Napoli rullo compressore a Cagliari, dove gli azzurri si portano a casa l’intera posta in palo calando un pokerissimo di tutto rispetto.

Si parte subito forte, il Cagliari prova ad arginare il reparto offensivo della squadra di Sarri, ma nonostante ci provi non riesca a creare problemi. Mertens è il principale problema della difesa guidata da Bruno Alves, che non riesce ad ostacolare il folletto belga nonostante la grande esperienza sulle spalle.

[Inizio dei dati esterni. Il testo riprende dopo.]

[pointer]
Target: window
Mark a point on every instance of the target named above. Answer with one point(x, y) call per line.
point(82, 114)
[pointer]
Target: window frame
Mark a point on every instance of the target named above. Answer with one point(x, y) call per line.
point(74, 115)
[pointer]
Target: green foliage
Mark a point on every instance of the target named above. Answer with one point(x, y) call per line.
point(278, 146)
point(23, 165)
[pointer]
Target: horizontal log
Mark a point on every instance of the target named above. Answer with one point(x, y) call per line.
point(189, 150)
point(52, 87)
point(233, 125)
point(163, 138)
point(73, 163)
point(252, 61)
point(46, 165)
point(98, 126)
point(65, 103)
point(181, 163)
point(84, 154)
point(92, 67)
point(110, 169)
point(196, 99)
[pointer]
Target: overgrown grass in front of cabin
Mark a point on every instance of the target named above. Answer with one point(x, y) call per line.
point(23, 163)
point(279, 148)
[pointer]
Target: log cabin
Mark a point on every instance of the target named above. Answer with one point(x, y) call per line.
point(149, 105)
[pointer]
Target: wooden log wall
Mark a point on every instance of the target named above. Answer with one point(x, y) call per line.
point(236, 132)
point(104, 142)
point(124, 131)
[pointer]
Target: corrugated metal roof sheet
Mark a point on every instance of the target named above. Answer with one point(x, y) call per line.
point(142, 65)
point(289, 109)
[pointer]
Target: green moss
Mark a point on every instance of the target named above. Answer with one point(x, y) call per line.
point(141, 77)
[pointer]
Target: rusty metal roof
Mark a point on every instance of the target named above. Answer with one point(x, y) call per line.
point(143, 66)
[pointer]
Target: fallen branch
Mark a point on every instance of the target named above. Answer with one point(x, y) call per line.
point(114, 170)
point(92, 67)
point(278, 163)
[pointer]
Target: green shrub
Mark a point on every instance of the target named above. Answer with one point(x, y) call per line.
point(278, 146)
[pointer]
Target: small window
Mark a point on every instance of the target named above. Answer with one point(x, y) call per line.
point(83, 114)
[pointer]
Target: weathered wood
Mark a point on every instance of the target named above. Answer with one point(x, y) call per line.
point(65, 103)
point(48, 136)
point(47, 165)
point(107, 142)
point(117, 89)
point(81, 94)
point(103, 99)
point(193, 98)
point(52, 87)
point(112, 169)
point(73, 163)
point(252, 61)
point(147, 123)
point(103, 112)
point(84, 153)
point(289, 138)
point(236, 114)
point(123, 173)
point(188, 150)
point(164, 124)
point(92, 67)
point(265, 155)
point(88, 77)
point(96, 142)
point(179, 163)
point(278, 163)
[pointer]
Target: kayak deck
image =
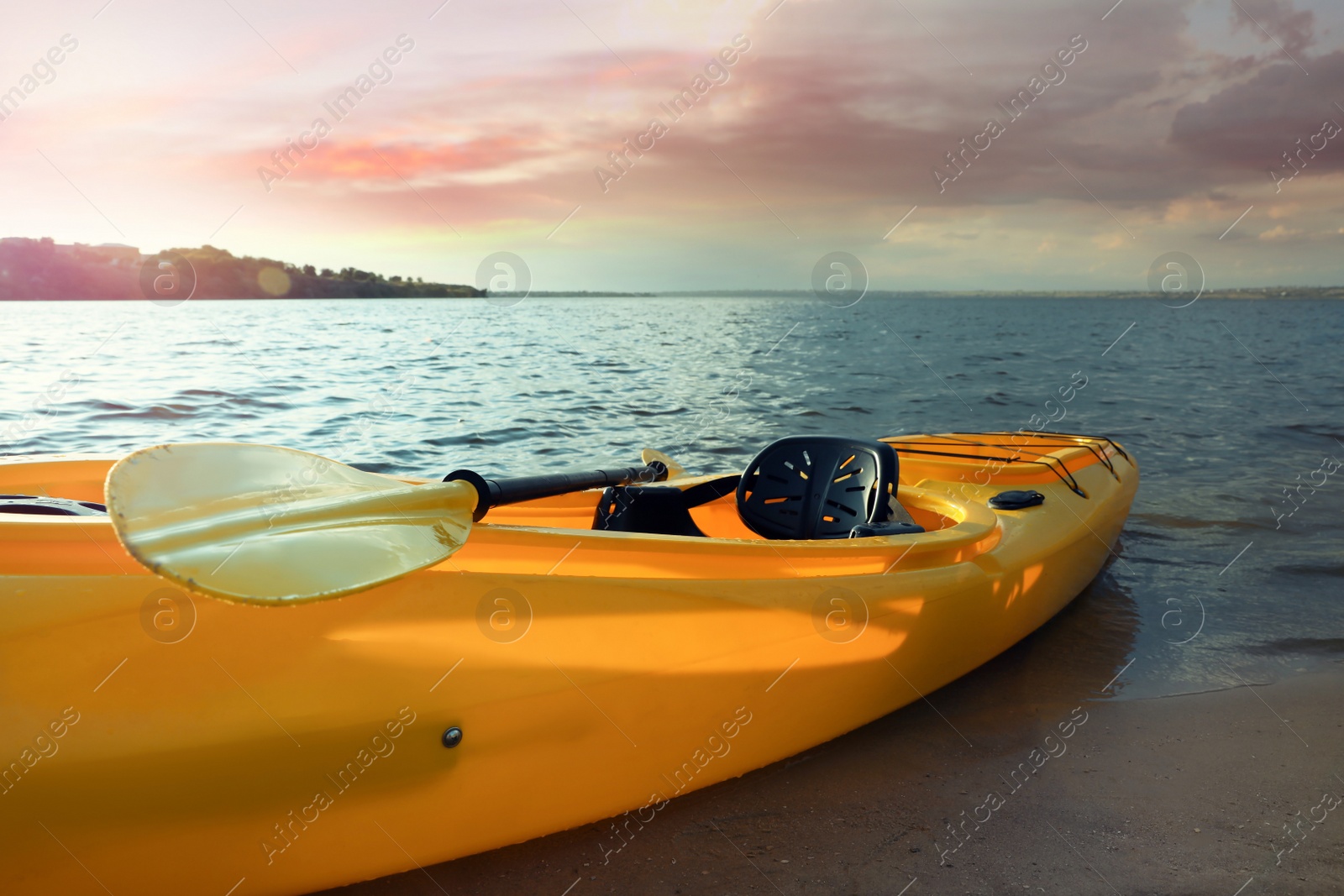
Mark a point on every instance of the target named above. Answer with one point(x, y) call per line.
point(591, 673)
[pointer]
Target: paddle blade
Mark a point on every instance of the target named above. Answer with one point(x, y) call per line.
point(272, 526)
point(675, 469)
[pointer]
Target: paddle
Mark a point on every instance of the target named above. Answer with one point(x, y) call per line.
point(272, 526)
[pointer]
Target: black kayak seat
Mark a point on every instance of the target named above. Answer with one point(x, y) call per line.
point(801, 486)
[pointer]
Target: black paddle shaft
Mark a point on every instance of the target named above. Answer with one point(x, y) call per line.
point(528, 488)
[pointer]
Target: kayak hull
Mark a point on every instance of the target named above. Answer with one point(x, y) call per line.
point(160, 741)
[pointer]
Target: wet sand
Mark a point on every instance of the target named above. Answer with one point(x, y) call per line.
point(1175, 795)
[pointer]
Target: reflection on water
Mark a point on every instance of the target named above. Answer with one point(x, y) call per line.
point(1220, 579)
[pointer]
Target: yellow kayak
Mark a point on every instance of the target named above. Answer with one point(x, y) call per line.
point(544, 676)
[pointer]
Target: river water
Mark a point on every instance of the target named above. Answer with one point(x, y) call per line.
point(1227, 570)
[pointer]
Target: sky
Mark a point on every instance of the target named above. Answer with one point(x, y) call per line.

Già nel primo tempo gli ospiti provano a segnare, ma la difesa risponde bene ribattendo tutti i tiri dei ragazzi in maglia bianca. Dove non arriva la difesa c’è Storari, e se anche il portiere non riesce allora c’è Pisacane, colui che ha salvato sulla linea un gol già fatto da Hamsik. Il primo a bucare la porta è Mertens, che alla fine dei 93′ si porta il pallone a casa. Da lui i colpi migliori e la tripletta. Si replica Zielinski, dopo il gol della scorsa giornata, ma ci mette a zampa anche il capitano che arriva a 105 gol.

Nel secondo tempo è il tracollo rossoblu dopo il 2 a 0 del primo tempo. Gli azzurri battono il ferro finchè è caldo, mentre Rastelli non riesce a riavvolgere il nastro e far ricominciare i suoi con la stessa grinta del primo tempo. Borriello è totalmente disinnescato, grazie ad una difesa che non lascia penetrare nulla, se non per le posizioni irregolari degli interpreti d’attacco dei padroni di casa.

Dopo tanti tentativi Mertens inizia a prendere seriamente confidenza con il suo nuovo ruolo e forse anche lo stesso Napoli ha capito come non fossilizzarsi sul vertice d’attacco, ma coinvolgendo anche gli altri giocatori. Hamsik sembra essere entrato in un vortice di forza e vivacità forse mai vista prima con tanta continuità. E’ la terza partita monumentale del capitano, che oggi reagisce anche male ad un fallo subito.

Anche l’ingresso di Rog sta diventando una consuetudine, con Allan che pian piano si perde nei meandri della panchina lasciando il posto ad un Zielinski completo di grinta, fisico e tecnica. Inter, Benfica e Cagliari, il banco di prova ora sarà la prossima squadra che gioca chiudendosi in difesa, bestie nere degli azzurri.